By Ruth Riddick
IMAGINE: This morning you noticed that the sun is shining. It’s cold, sure, but the snow-covered landscape is hushed and lovely. Truly, why would anyone want to live anywhere but Maine? Your roommate has made coffee. You’ll be leaving for a community meeting in an hour. There’s plenty to discuss, and you’re looking forward to getting new insight. You’re behind in the rent, yes, but starting a part-time job on Monday, so you’ll make good from that first paycheck. (Actually, you’ve already set up an automatic payment from your new bank account.) Your best friend will visit later and you’ll enjoy lunch with her. Perhaps a movie afterwards, either at the cinema or from the library. You have a sense (not just on your T-shirt) that Life is Good.
It gets better.
IMAGINE: The life of yours defined by the bar or the street is firmly in the past. You’re in management training at that place where you took your first sober job. You find you have an aptitude for this work – who knew? There are some ideas you’d like to bring to leadership.
You’re glad to have a stake, to be engaged in this team effort, to be thinking about new value to company and customers.
It gets better.
IMAGINE: Years are passing. You recognize that you’re no longer alone in the world. You have genuine friendships with people who love you back. When you screw up, you know how to make it right. (Doesn’t always work, but you give it your best shot!) You no longer feel you have to lie to get what you need. You’re doing work that matters to you and is valuable to others, and you pay today’s bills today. Perhaps you’ve even learned to drive, got yourself a mortgage.
You recognize that you're no longer alone in the world. You have genuine friendships with people who love you back.

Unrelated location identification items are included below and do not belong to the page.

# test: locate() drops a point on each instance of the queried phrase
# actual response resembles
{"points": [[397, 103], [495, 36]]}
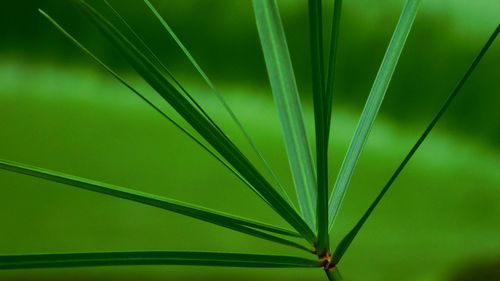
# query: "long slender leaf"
{"points": [[372, 106], [157, 60], [221, 99], [317, 59], [281, 76], [346, 241], [152, 258], [142, 97], [222, 219], [334, 274], [152, 75]]}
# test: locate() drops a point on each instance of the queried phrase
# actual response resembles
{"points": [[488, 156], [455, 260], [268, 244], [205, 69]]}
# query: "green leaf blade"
{"points": [[285, 92], [153, 76], [347, 240], [151, 258], [372, 106], [243, 225], [321, 130]]}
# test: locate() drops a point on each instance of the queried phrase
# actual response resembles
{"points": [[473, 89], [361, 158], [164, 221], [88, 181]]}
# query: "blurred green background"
{"points": [[59, 110]]}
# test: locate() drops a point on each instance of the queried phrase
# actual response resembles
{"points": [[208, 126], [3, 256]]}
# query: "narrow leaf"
{"points": [[153, 76], [334, 40], [220, 97], [142, 97], [318, 82], [333, 274], [372, 106], [151, 258], [281, 76], [346, 241], [222, 219]]}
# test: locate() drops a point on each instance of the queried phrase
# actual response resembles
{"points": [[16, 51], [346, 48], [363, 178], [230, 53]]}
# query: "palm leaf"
{"points": [[372, 106], [152, 258], [153, 76], [334, 40], [240, 224], [346, 241], [220, 97], [318, 82], [281, 76]]}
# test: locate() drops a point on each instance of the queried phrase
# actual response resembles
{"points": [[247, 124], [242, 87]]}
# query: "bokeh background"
{"points": [[60, 110]]}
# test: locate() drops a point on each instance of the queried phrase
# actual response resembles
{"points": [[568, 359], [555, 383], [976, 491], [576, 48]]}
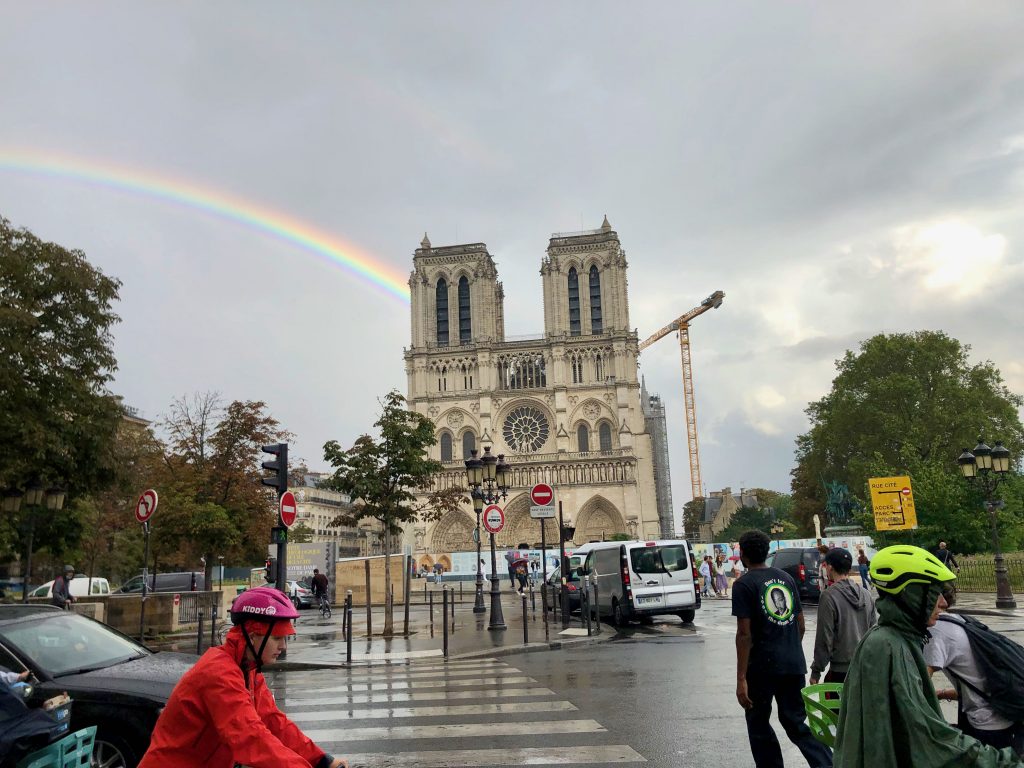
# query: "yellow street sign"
{"points": [[892, 501]]}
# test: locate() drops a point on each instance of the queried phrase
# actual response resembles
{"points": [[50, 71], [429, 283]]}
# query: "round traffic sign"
{"points": [[288, 509], [146, 505], [542, 495], [494, 519]]}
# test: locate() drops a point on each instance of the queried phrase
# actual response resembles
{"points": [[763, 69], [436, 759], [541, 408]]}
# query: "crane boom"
{"points": [[712, 302], [682, 325]]}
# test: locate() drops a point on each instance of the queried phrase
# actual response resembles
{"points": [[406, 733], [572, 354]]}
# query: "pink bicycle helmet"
{"points": [[266, 605]]}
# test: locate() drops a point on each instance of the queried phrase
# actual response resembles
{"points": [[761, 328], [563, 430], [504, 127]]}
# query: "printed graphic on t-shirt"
{"points": [[777, 602]]}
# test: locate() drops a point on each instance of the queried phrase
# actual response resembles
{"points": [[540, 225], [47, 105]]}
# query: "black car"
{"points": [[115, 683], [802, 563]]}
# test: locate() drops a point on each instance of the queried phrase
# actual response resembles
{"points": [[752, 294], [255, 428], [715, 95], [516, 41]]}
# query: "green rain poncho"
{"points": [[890, 717]]}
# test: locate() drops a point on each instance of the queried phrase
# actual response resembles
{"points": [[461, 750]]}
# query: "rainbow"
{"points": [[212, 202]]}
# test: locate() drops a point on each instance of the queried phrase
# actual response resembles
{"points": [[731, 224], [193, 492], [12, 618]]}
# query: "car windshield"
{"points": [[671, 558], [67, 643]]}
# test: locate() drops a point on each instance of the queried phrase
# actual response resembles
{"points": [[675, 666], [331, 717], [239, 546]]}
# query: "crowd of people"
{"points": [[882, 646]]}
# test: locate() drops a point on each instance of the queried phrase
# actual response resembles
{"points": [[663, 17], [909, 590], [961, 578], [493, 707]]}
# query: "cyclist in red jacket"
{"points": [[221, 713]]}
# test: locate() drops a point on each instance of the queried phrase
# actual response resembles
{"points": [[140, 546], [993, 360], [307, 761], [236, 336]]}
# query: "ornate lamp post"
{"points": [[34, 496], [488, 484], [474, 477], [985, 468]]}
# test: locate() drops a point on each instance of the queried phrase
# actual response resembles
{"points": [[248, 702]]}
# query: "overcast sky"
{"points": [[837, 170]]}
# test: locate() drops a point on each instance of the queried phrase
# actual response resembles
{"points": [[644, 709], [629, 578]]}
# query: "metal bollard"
{"points": [[444, 622], [348, 620], [199, 634], [585, 605], [525, 622]]}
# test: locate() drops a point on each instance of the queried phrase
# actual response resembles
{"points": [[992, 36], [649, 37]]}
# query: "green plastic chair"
{"points": [[821, 702], [74, 751]]}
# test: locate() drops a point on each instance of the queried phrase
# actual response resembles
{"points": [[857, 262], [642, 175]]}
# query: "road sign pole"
{"points": [[145, 582]]}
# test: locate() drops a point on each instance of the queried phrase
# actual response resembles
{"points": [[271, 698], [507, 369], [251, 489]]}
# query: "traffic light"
{"points": [[278, 465]]}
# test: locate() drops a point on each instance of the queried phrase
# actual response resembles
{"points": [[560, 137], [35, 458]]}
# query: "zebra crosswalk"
{"points": [[477, 713]]}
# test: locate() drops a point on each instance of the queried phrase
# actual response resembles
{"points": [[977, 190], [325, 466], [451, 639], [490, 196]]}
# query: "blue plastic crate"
{"points": [[74, 751]]}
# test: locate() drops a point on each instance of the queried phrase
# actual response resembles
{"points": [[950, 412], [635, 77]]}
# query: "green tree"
{"points": [[57, 422], [391, 479], [692, 516], [211, 470], [907, 403]]}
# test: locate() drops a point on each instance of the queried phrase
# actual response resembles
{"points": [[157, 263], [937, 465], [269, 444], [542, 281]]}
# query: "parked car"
{"points": [[802, 563], [115, 683], [639, 580], [301, 594], [572, 587], [185, 581], [80, 587]]}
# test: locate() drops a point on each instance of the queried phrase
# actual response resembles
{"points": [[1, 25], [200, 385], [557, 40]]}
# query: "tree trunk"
{"points": [[388, 597]]}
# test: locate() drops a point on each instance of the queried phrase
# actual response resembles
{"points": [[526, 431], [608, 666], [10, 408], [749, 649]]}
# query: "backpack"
{"points": [[1001, 663]]}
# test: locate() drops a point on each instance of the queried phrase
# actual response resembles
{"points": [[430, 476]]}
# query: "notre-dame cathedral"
{"points": [[563, 407]]}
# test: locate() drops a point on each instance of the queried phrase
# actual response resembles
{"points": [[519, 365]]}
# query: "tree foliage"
{"points": [[57, 422], [390, 478], [907, 403]]}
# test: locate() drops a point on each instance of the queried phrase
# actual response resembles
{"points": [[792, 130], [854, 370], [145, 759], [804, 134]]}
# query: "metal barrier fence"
{"points": [[195, 604], [979, 576]]}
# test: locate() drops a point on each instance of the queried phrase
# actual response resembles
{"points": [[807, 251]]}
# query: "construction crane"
{"points": [[682, 325]]}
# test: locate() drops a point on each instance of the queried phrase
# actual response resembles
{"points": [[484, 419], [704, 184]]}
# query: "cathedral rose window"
{"points": [[525, 429]]}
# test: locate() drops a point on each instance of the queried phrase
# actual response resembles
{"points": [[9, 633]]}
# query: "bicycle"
{"points": [[325, 606]]}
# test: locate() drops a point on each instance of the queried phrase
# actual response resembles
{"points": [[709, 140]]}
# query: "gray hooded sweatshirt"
{"points": [[845, 614]]}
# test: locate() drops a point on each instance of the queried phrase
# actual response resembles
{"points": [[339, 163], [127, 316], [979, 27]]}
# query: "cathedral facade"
{"points": [[563, 407]]}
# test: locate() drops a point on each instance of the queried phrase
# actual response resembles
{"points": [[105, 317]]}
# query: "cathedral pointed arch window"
{"points": [[573, 302], [440, 300], [465, 322], [596, 324]]}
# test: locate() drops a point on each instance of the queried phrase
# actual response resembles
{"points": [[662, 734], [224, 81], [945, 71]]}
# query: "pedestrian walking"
{"points": [[770, 662], [721, 583], [890, 716], [60, 593], [846, 612], [705, 571]]}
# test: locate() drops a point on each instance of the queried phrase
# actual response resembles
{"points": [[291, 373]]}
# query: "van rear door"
{"points": [[664, 578], [646, 577]]}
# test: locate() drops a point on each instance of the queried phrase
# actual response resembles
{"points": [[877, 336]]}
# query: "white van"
{"points": [[636, 580], [80, 587]]}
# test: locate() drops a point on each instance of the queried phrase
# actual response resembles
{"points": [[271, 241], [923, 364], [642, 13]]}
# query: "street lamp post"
{"points": [[34, 496], [985, 468], [488, 480]]}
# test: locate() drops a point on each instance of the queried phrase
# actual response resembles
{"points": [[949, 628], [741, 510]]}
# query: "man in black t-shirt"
{"points": [[770, 659]]}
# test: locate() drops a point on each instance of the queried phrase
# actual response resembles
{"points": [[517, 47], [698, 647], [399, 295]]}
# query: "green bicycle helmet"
{"points": [[896, 566]]}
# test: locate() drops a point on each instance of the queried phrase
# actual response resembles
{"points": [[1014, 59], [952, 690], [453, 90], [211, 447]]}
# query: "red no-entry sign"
{"points": [[146, 505], [542, 495], [288, 508]]}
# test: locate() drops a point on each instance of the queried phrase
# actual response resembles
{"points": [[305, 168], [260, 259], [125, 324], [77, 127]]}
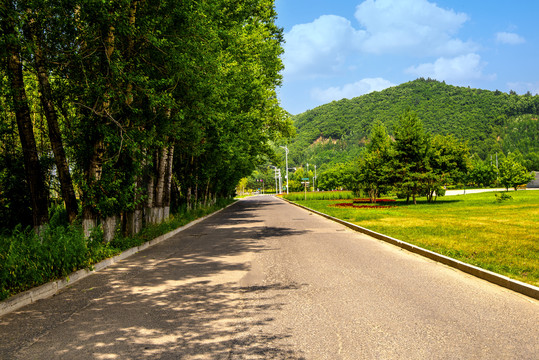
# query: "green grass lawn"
{"points": [[500, 236]]}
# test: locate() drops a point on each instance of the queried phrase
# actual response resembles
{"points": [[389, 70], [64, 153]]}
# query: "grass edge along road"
{"points": [[478, 229]]}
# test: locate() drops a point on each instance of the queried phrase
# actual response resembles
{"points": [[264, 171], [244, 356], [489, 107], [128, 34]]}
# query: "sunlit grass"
{"points": [[498, 236]]}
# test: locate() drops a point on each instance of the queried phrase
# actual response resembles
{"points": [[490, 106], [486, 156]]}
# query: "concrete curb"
{"points": [[50, 289], [515, 285]]}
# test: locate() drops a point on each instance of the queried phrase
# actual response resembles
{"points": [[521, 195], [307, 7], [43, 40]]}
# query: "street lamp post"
{"points": [[314, 179], [286, 152]]}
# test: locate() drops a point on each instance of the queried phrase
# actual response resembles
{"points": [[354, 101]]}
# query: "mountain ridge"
{"points": [[489, 121]]}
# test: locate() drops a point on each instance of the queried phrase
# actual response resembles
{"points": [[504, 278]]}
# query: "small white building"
{"points": [[534, 183]]}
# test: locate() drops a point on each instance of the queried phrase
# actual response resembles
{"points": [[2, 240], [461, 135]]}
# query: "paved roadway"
{"points": [[266, 280]]}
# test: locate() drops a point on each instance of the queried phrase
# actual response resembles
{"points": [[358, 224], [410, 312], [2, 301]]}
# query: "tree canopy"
{"points": [[151, 104]]}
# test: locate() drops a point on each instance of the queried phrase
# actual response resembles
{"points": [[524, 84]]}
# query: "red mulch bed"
{"points": [[349, 205], [369, 200]]}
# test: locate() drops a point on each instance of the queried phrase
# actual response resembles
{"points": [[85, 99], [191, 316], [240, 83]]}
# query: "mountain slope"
{"points": [[487, 120]]}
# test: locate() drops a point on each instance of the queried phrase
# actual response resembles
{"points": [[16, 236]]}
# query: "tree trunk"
{"points": [[38, 190], [160, 186], [168, 183], [66, 184], [150, 190]]}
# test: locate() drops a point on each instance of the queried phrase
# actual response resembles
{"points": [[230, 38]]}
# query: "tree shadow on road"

You’re building your recovery capital. But tragedy strikes. Your best friend – that lifelong “for-better-and-for-worse” friend – dies. Too young, but she suffered terribly. It’s the greatest loss. What now? You turn to gratitude, gratitude for her sorely tested loyalty, and gratitude for your time together (even for the time wasted bitching about boys!). You turn to your community, sharing your grief. For all the awful pain that continues to ambush (but not kill) you, you come to accept your powerlessness over this bereavement. It’s part of your authentic life in all its richness and variety.
Your beautiful adventure.
Welcome to recovery across a lifetime.